We won’t win the battle for progressive ideas if we don’t battle in the first place.

Arron Banks, UKIP-funder, Brexit cheerleader and Gibraltar-based insurance salesman, took time out from Trump's inauguration to tweet me about my role in tomorrow's Women’s March Conservative values are in the ascendancy worldwide. Thankfully your values are finished. . . good”.

Just what about the idea of women and men marching for human rights causes such ill will? The sense it is somehow cheeky to say we will champion equality whoever is in office in America or around the world. After all, if progressives like me have lost the battle of ideas, what difference does it make whether we are marching, holding meetings or just moaning on the internet?

The only anti-democratic perspective is to argue that when someone has lost the argument they have to stop making one. When political parties lose elections they reflect, they listen, they learn but if they stand for something, they don’t disband. The same is true, now, for the broader context. We should not dismiss the necessity to learn, to listen, to reflect on the rise of Trump – or indeed reflect on the rise of the right in the UK  but reject the idea that we have to take a vow of silence if we want to win power again.

To march is not to ignore the challenges progressives face. It is to start to ask what are we prepared to do about it.

Historically, conservatives have had no such qualms about regrouping and remaining steadfast in the confidence they have something worth saying. In contrast, the left has always been good at absolving itself of the need to renew.

We spend our time seeking the perfect candidates, the perfect policy, the perfect campaign, as a precondition for action. It justifies doing nothing except sitting on the sidelines bemoaning the state of society.

We also seem to think that changing the world should be easier than reality suggests. The backlash we are now seeing against progressive policies was inevitable once we appeared to take these gains for granted and became arrogant and exclusive about the inevitability of our worldview. Our values demand the rebalancing of power, whether economic, social or cultural, and that means challenging those who currently have it. We may believe that a more equal world is one in which more will thrive, but that doesn’t mean those with entrenched privilege will give up their favoured status without a fight or that the public should express perpetual gratitude for our efforts via the ballot box either.  

Amongst the conferences, tweets and general rumblings there seem three schools of thought about what to do next. The first is Marxist  as in Groucho revisionism: to rise again we must water down our principles to accommodate where we believe the centre ground of politics to now be. Tone down our ideals in the hope that by such acquiescence we can eventually win back public support for our brand – if not our purpose. The very essence of a hollow victory.

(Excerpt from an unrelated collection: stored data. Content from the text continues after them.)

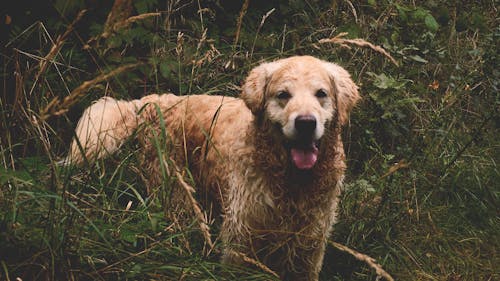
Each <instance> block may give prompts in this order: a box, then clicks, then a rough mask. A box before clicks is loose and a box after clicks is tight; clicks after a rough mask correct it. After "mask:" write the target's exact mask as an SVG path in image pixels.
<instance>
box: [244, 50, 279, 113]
mask: <svg viewBox="0 0 500 281" xmlns="http://www.w3.org/2000/svg"><path fill="white" fill-rule="evenodd" d="M280 65H281V62H280V61H279V60H278V61H274V62H268V63H263V64H261V65H259V66H257V67H255V68H254V69H252V71H250V74H249V75H248V77H247V79H246V80H245V83H244V84H243V86H242V89H241V90H242V91H241V95H240V97H241V98H242V99H243V101H244V102H245V104H246V106H247V107H248V108H249V109H250V110H251V111H252V113H253V114H255V115H257V114H259V113H260V112H262V110H264V105H265V92H266V85H267V82H268V81H269V80H270V78H271V75H272V74H273V72H274V71H276V69H278V68H279V66H280Z"/></svg>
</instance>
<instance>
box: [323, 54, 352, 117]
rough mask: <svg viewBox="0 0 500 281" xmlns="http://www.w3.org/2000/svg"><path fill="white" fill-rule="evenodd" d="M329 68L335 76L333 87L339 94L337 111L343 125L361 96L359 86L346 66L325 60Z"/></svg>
mask: <svg viewBox="0 0 500 281" xmlns="http://www.w3.org/2000/svg"><path fill="white" fill-rule="evenodd" d="M325 64H326V68H327V70H328V71H329V72H330V75H331V77H332V78H333V84H334V85H333V89H334V90H335V92H336V95H337V107H338V108H337V112H338V116H339V121H340V124H341V125H344V124H346V123H347V121H348V120H349V113H350V112H351V109H352V108H353V107H354V106H355V105H356V103H357V102H358V101H359V99H360V98H361V97H360V95H359V93H358V86H357V85H356V84H355V83H354V81H352V79H351V75H350V74H349V72H347V71H346V70H345V69H344V68H342V67H340V66H338V65H336V64H334V63H330V62H325Z"/></svg>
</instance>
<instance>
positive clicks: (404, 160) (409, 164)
mask: <svg viewBox="0 0 500 281" xmlns="http://www.w3.org/2000/svg"><path fill="white" fill-rule="evenodd" d="M409 166H410V164H409V163H407V162H406V160H405V159H403V160H401V161H399V162H398V163H396V164H394V165H392V166H391V167H390V168H389V170H388V171H387V172H386V173H385V174H383V175H382V176H381V177H380V178H381V179H383V178H386V177H388V176H390V175H392V174H394V173H395V172H397V171H398V170H400V169H404V168H408V167H409Z"/></svg>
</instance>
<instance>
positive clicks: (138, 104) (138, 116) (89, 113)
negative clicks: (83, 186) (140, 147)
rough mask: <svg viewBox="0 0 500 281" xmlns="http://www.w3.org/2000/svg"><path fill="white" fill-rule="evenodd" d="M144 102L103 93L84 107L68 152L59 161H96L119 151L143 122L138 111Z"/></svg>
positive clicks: (67, 161) (64, 164) (63, 163)
mask: <svg viewBox="0 0 500 281" xmlns="http://www.w3.org/2000/svg"><path fill="white" fill-rule="evenodd" d="M142 103H143V102H142V101H141V100H132V101H123V100H116V99H113V98H110V97H104V98H101V99H100V100H98V101H97V102H95V103H94V104H92V105H91V106H90V107H88V108H87V109H85V111H84V112H83V115H82V117H81V118H80V121H78V125H77V126H76V132H75V134H76V135H75V137H74V139H73V141H72V143H71V147H70V150H69V154H68V156H67V157H66V159H64V160H62V161H61V163H60V164H62V165H68V164H82V163H84V162H85V161H90V162H93V161H95V160H97V159H100V158H103V157H105V156H106V155H108V154H111V153H113V152H115V151H117V150H118V148H120V146H121V145H122V144H123V143H124V141H125V140H126V139H127V138H128V137H129V136H131V135H132V133H133V132H134V130H135V129H136V128H137V127H138V126H139V124H141V123H142V121H141V116H140V115H139V114H138V112H139V110H140V109H141V107H142Z"/></svg>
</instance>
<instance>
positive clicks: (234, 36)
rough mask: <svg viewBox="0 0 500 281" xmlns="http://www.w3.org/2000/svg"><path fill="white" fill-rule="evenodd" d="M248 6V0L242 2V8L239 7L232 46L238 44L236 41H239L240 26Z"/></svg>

The second is to stick to our guns and stick our heads in the sand, believing that eventually, when World War Three breaks out, the public will come grovelling back to us. To luxuriate in an unwillingness to see we are losing not just elected offices but the fight for our shared future.

But what if there really was a third way? It's not going to be easy, and it requires more than a hashtag or funny t-shirt. It’s about picking ourselves up, dusting ourselves down and starting to renew our call to arms in a way that makes sense for the modern world.

For the avoidance of doubt, if we march tomorrow and then go home satisfied we have made our point then we may as well not have marched at all. But if we march and continue to organise out of the networks we make, well, then that’s worth a Saturday in the cold. After all, we won’t win the battle of ideas, if we don’t battle.

We do have to change the way we work. We do have to have the courage not to live in our echo chambers alone. To go with respect and humility to debate and discuss the future of our communities and of our country.

And we have to come together to show there is a willingness not to ask a few brave souls to do that on their own. Not just at election times, but every day and in every corner of Britain, no matter how difficult it may feel.

Saturday is one part of that process of finding others willing not just to walk a mile with a placard, but to put in the hard yards to win the argument again for progressive values and vision. Maybe no one will show up. Maybe not many will keep going. But whilst there are folk with faith in each other, and in that alternative future, they’ll find a friend in me ready to work with them and will them on  and then Mr Banks really should be worried.